The problem with development research

Recently I posted this:

This seems too good to be true.

I’d like people to confirm that my eyes aren’t square:

A reduced risk of death from 21 in 1000 person years (assuming—this isn’t explicit in the trial write up—person years corresponds to years under 5) to 11 deaths per 1000 person years for under 5s, who are covered by a micro-health insurance programme in rural Burkina Faso that costs around $1/​year.

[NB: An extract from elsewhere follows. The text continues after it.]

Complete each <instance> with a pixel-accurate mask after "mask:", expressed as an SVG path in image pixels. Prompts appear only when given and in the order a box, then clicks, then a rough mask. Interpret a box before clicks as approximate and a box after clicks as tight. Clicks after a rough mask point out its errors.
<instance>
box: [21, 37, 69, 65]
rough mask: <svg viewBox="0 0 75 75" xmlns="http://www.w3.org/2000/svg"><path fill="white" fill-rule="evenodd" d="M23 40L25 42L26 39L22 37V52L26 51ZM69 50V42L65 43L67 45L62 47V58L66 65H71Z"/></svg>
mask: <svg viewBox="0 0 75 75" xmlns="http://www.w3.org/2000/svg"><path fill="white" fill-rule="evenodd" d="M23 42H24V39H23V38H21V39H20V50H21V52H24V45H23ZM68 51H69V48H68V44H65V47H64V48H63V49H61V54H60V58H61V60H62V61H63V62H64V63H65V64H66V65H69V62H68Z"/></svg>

This translates to 1 infant death averted in every 100 infant years covered by the programme?

So 1 infant death per $120 assuming admin expenses of $20?

This seems unbelievable.

Unbelievable that there’s a potential opportunity that effective.

Unbelievable that $1/​yr can provide effective health coverage.

If it does hold for Burkina—the question is whether it will hold for other contexts?

You can read the original study here

http://​​www.globalhealthaction.net/​​index.php/​​gha/​​article/​​view/​​27327

there is disappointingly little raw data in it, but the researchers seem to be from a half reputable medical school in Germany.

Interested in people’s thoughts—bunk?

Ben Kuhn’s comment answers it pretty clearly. My eyes were square.

The trial I subsequently found to contradict this was much more persuasive—this doesn’t look that promising but it might be depending on the context.